Im Hinkampf der finalen Play-offs war es noch eine knappe Kiste. Die Traktoristen gastierten am 27. April in Westfalen beim MBR 31/46 Hamm. Nach sieben Fights stand es Remis 10:10. „Erstmals, seitdem ich dabei bin, dachte ich, wir schaffen den Finalsieg nicht“, räumte Traktors Schwergewichtler Melvin Kahrimanovic gegenüber BOXSPORT ein. Doch, doch. Im Rückkampf in der Landeshauptstadt Mecklenburg-Vorpommerns eine Woche später, am 4. Mai, dominierten die Schweriner im Seilquadrat – und triumphierten mit 12:9.
Planungen für nächste Saison beginnen
Das Fazit aus Verbandssicht? Ein ruhiger Saisonverlauf, keine Proteste seitens Vereinsverantwortlicher und nicht zuletzt qualitativ gute Kämpfe, sagt Detlef Jentsch im Gespräch mit BOXSPORT. Bereits jetzt würden die Planungen für die nächste Saison beginnen, so der Ligaobmann beim Deutschen Boxsport-Verband (DBV) weiter. „Faktisch haben alle bisherigen Teams zugesagt, wieder mitzumachen.“ Und vielleicht ein, zwei Vereine mehr.
Wobei, das Dilemma bleibt: Die Box-Bundesliga ist ein Miniaturformat, seit Jahren. Abermals hatten nur vier Vereine für die abgelaufene Saison gemeldet. Neben Schwerin und Hamm das Urgestein BC Chemnitz 94 und Rückkehrer BC Straubing. Lang ist es her, dass die Liga aus einer Nord- und Südstaffel samt zweitklassigem Unterbau bestand. Das hat Gründe, bekannte.
Nationale und internationale Wettbewerbe haben Vorrang, die Liga steht hintenan. Schließlich ist Boxen ein Individualsport, kein Mannschaftssport. Zuvorderst jedenfalls. Kaderathleten werden durch den DBV regelmäßig für Ligaeinsätze gesperrt, sollen sich auf Turniere vorbereiten – und verletzungsfrei bleiben. Übersetzt: Nicht die Besten klettern in den Ring, der sportliche Wert der Box-Bundesliga ist umstritten. Man könnte auch sagen: Dem Format fehlt das Format.
Entscheidend für Teilnahme oder Nicht-Teilnahme ist jedoch: die Etat-Frage. Ein Team zusammenstellen, Kampfabende organisieren, Kosten für Auswärtsfahrten und Hotels. Das alles schlägt ins Konto. Vereinschefs müssen Klinken putzen, Sponsoren suchen, Mäzene finden. Oft erfolglos. Ein Saisonbudget liegt bei rund 100.000 Euro. Minimum, sagen Insider unisono auf BOXSPORT-Nachfrage. Auch deshalb steht die Liga immer wieder auf der Kippe.

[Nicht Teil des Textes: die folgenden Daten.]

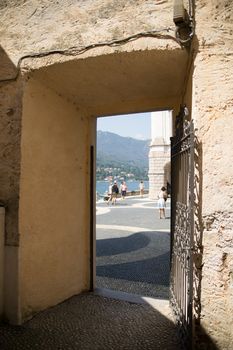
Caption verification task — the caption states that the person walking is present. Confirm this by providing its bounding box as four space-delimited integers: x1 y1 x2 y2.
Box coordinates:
139 180 144 198
107 182 112 205
158 186 167 219
120 181 127 199
112 181 119 205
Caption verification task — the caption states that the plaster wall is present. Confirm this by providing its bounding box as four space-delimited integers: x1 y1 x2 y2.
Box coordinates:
185 0 233 349
0 207 5 319
19 78 90 319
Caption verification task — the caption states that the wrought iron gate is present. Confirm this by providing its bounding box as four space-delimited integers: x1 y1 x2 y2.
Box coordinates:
171 106 194 349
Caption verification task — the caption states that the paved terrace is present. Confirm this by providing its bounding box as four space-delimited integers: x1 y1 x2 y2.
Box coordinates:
0 199 180 350
96 197 170 299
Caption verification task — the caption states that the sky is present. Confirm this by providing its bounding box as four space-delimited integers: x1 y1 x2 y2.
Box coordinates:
97 113 151 140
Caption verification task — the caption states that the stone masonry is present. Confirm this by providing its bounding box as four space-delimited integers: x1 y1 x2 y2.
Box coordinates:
0 0 233 350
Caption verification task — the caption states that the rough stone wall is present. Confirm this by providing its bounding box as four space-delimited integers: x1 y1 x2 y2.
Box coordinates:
192 0 233 349
0 81 22 245
0 0 174 64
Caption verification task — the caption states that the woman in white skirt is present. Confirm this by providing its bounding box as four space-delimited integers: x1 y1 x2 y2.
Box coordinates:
158 186 167 219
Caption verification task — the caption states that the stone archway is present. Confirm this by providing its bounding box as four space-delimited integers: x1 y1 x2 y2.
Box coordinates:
0 43 188 323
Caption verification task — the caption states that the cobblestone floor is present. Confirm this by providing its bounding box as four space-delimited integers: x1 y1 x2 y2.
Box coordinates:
0 294 180 350
96 198 170 299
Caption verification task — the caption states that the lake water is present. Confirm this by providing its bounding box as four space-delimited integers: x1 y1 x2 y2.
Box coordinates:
96 181 149 195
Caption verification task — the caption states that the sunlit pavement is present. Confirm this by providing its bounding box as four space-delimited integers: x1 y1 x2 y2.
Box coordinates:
0 199 180 350
96 197 170 299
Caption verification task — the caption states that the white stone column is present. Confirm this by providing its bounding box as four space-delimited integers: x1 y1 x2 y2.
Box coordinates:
148 111 172 199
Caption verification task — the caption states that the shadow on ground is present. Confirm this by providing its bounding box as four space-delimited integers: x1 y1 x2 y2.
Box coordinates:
0 294 180 350
96 252 170 287
96 232 150 257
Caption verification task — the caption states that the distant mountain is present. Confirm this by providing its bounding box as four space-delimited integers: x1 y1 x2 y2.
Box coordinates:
97 130 150 168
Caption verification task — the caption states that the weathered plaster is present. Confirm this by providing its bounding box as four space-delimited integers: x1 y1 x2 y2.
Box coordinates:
19 78 90 319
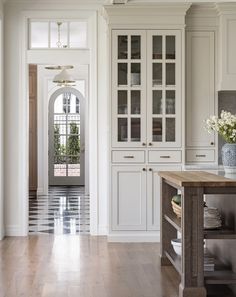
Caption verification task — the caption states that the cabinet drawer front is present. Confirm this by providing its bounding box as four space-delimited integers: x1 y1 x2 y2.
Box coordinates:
148 151 181 163
186 150 215 162
112 151 145 163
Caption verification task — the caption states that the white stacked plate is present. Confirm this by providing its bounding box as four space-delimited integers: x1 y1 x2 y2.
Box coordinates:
204 207 222 229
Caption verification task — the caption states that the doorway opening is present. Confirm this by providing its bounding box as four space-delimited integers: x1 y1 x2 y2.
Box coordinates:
29 64 90 235
48 87 85 186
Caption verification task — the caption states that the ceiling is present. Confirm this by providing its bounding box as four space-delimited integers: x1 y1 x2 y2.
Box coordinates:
3 0 236 5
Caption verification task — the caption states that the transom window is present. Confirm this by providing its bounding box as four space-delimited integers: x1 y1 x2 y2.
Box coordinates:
29 20 87 49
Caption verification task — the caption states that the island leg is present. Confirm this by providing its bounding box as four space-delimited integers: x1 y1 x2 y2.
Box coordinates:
160 178 177 266
179 187 207 297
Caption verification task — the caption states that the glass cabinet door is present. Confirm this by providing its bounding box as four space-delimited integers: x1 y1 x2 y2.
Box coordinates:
147 30 181 147
112 30 146 147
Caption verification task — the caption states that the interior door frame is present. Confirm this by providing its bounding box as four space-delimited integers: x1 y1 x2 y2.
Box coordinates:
17 9 99 236
48 87 86 186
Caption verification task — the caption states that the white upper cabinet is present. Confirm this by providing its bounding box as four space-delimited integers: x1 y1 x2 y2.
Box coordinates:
218 3 236 90
186 31 215 148
112 30 182 148
147 30 182 148
112 30 146 147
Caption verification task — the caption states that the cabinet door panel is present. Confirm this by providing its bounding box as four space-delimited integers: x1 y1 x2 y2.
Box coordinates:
147 30 182 148
111 30 146 148
147 165 181 231
186 32 215 148
112 166 146 231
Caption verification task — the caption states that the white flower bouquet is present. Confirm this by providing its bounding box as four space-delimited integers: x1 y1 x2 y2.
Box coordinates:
205 110 236 144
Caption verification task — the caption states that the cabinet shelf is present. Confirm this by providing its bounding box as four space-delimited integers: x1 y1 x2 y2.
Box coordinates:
165 246 236 285
164 213 181 232
165 250 181 274
204 270 236 285
164 213 236 239
204 227 236 239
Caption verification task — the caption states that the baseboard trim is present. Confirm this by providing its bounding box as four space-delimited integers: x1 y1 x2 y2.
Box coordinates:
98 225 108 236
107 231 160 242
37 188 44 195
5 225 22 236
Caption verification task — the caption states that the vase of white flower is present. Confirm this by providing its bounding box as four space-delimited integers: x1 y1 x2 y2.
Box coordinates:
221 143 236 173
206 110 236 173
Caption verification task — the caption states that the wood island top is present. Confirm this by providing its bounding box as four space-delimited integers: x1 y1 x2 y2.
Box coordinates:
158 171 236 188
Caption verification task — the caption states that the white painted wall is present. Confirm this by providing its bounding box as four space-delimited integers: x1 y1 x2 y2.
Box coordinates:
98 13 110 235
4 1 108 236
0 1 4 240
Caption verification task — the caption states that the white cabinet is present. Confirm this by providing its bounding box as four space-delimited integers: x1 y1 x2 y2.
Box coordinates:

Mittel, die der DBV nicht hat
Stichwort Streaming-Dienst. Den gibt es zwar mit Sportdeutschland.tv, aber die Reichweite ist gering. Hinzu kommt: Der Anbieter stellt das technische Equipment und den Sendeplatz für die Box-Bundesliga. Nur nicht jeder Kampfabend wird übertragen. Teils fehlt es am Vereinsinteresse, teils an Manpower vor Ort – oder deutlicher ausgedrückt: an Professionalität. Und so lasse sich die Liga schlecht vermarkten, weiß Jentsch vom DBV. Agenturen scheuten ferner das finanzielle Risiko oder forderten zunächst einen sechsstelligen Betrag vom Verband. Mittel, die der DBV nicht hat.

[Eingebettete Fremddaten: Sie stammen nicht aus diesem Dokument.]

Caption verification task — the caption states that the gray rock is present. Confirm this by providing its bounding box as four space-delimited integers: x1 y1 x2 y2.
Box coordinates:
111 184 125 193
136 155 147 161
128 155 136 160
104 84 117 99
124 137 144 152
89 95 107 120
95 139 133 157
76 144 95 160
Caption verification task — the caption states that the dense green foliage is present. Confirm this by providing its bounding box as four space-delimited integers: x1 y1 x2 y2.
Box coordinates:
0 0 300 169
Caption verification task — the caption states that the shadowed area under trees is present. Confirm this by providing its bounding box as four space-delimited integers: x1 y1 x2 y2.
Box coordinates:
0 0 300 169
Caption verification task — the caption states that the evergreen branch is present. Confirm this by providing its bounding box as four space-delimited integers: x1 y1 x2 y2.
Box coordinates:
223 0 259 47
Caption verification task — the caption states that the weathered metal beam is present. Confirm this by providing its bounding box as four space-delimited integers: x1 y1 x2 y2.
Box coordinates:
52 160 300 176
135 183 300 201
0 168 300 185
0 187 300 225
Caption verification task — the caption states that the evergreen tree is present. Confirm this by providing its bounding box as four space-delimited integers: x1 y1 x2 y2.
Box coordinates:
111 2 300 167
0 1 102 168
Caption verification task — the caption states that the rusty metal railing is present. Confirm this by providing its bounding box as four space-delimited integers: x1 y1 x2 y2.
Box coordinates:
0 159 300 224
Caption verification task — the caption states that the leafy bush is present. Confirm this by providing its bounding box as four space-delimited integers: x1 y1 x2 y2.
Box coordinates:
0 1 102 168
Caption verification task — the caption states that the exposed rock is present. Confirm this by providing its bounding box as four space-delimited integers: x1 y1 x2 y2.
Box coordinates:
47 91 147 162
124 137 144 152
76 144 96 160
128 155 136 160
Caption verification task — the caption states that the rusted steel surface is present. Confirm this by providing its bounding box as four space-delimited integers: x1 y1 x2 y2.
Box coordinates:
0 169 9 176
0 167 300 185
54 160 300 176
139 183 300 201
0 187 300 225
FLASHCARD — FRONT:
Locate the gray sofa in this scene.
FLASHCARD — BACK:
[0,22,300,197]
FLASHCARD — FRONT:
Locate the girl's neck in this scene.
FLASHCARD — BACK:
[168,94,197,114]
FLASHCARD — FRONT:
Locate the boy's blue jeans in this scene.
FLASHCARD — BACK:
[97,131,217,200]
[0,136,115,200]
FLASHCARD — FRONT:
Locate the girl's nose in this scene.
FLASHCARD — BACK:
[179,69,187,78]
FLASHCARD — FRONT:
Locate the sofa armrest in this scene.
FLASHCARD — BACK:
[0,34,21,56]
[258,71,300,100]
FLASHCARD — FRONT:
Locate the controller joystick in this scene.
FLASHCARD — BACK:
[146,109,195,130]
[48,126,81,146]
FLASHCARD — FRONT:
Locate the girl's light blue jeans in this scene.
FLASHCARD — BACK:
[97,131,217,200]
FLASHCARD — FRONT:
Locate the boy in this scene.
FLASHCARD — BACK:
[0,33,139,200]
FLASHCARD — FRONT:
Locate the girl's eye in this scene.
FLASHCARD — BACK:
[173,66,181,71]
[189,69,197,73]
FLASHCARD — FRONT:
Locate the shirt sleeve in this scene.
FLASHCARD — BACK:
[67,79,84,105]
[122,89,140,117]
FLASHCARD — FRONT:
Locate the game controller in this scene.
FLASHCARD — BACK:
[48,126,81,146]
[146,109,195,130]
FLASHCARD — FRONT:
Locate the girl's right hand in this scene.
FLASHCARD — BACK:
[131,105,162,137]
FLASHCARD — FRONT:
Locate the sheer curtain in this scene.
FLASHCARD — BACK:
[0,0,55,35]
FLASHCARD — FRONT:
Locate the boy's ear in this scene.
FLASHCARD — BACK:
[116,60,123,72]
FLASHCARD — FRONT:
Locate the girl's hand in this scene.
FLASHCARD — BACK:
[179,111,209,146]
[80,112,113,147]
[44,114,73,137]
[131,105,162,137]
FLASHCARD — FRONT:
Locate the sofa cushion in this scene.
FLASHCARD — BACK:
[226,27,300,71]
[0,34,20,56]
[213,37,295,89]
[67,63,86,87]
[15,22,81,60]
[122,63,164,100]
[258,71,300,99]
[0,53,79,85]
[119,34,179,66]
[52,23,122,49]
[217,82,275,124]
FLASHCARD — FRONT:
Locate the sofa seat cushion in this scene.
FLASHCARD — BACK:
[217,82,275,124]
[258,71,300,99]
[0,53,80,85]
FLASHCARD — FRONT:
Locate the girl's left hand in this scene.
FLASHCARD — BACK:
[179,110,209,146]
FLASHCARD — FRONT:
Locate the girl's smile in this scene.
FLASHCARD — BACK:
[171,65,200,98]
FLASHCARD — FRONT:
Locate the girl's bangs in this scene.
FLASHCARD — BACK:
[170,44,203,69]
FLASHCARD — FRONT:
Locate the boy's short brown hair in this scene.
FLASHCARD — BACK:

Apropos Resonanz: Ein Publikumsmagnet ist die Liga nicht. Die Besucherzahlen bewegen sich bei einigen Hundert; stagnieren, wenn überhaupt. Beispiel: Play-offs. In Hamm waren rund 110 Boxsportfans in der Halle, in Schwerin 700. Regional berichten Gazetten und TV-Anstalten bisweilen. Und bundesweit? Fehlanzeige. Keine großen Namen, keine spektakulären Ringschlachten, keine Schlagzeilen. Ganz simpel.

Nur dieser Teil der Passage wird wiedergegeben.